Warszawa
-
-
Kuba1001
Wiewiur:
‐ Więc… ‐ westchnął ktoś, a później odezwał się głębokim, zachrypniętym basem: ‐ Kolejny, tak?
Killer:
Liczne bandy szabrowników i im podobnych, które były tu przed Tobą, raczej nie ułatwiły tego zadania.
Zohan:
Znalazłeś kryjówkę na klatce schodowej jednego z bloków, lecz co dalej?
Bog:
‐ Dotrzymałem swojej części umowy, Twoja kolej. ‐ powiedział mężczyzna, a Ty usłyszałaś gardłowe pomruki, a potem kroki licznych osób taszczących coś w kierunku samochodu i ładujących tam owy towar. Po chwili sam samochód odjechał i zostałaś sama. No, prawie.

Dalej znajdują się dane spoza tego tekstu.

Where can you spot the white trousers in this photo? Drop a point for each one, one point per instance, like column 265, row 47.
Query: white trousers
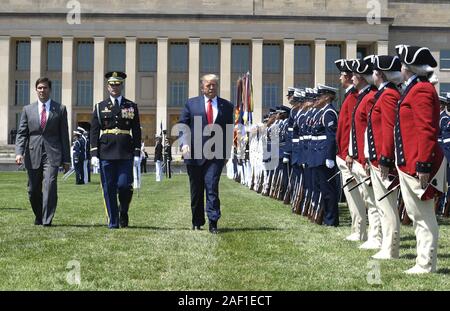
column 159, row 170
column 389, row 218
column 355, row 202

‐ Zdejmę Ci ten knebel i szmatkę z oczu, ale pod warunkiem, że nie będziesz krzyczeć. Rozumiesz? ‐ spytał jakiś inny człowiek, a Twoją jedyną możliwością jest kiwnąć głową. -
-
-
-
-
Kuba1001
Wiewiur:
‐ Jestem tym od zadawania pytań, a Ty masz na nie odpowiadać.
Killer:
Problem był taki, że wszystko zostało rozkradzione dawno temu, a nie dość, że wszystko, to najpewniej wszędzie. A przynajmniej w tej części miasta.
Zohan:
Nic takiego się nie stało, zaś znalezienie broni palnej w mieszkaniu cywilnym, do tego sprawnej, działającej i naładowanej było równie możliwe, jak odkrycie leku, dzięki któremu mieszkańcy globu przestaną zżerać się wzajemnie.
Bog:
Po chwili miałaś już wolne oczy i usta, dzięki czemu zobaczyłaś grupkę trzech mężczyzn w średnim wieku, wyglądających jak typowy ocalony: Najróżniejsze, przeważnie skórzane lub niekrępujące ruchów ubrania, liczne dodatki w postaci kolców na podeszwach lub czubkach butów, naramienników, karwaszów, nagolenników i napierśników ze złomu, a także prymitywna broń w postaci własnoręcznie skleconych kołczanów pełnych strzał i łuków, choć jeden miał też pistolet w kaburze, a przynajmniej coś co go przypominało tkwiło w niej. -
-
-
-
-
Kuba1001
Wiewiur:
‐ Jedno już zadałem, więc wystarczy.
Killer:
Akurat ciężko określić, gdzie możesz liczyć na jakieś łupy… Niemniej, po podjęciu marszu zauważyłeś, że jedną z (chyba) możliwych drug blokuje spora grupa Zombie licząca kilkanaście osobników.
Bog:
‐ Tak jakby Cię ocaliliśmy, także wiesz… Może trochę więcej wdzięczności? ‐ spytał jeden z mężczyzn.
Zohan:
Otworzenie nie było trudne, a w środku nie zastałeś prawie nic. Szabrownicy i im podobni zdążyli skutecznie ogołocić mieszkania ze wszystkiego, co nie było zbyt solidnie przymocowane do podłóg i ścian. -
-
-
-
-
Kuba1001
Wiewiur:
‐ Dlaczego Ty? I dlaczego tutaj?
Killer:
Po dachach? Samo wejście na dach może być problematyczne, a jeśli wziąć pod uwagę fakt, że masz spore szans na spadnięcie w dół…
Zohan:
Poszło sprawnie, lecz co teraz?
Bog:
‐ Mówią na nas… No właściwie to nijak na nas mówią, nie jesteśmy w końcu żadną grupą, frakcją czy organizacją, tylko grupą straceńców. ‐ wyjaśnił jeden z mężczyzn.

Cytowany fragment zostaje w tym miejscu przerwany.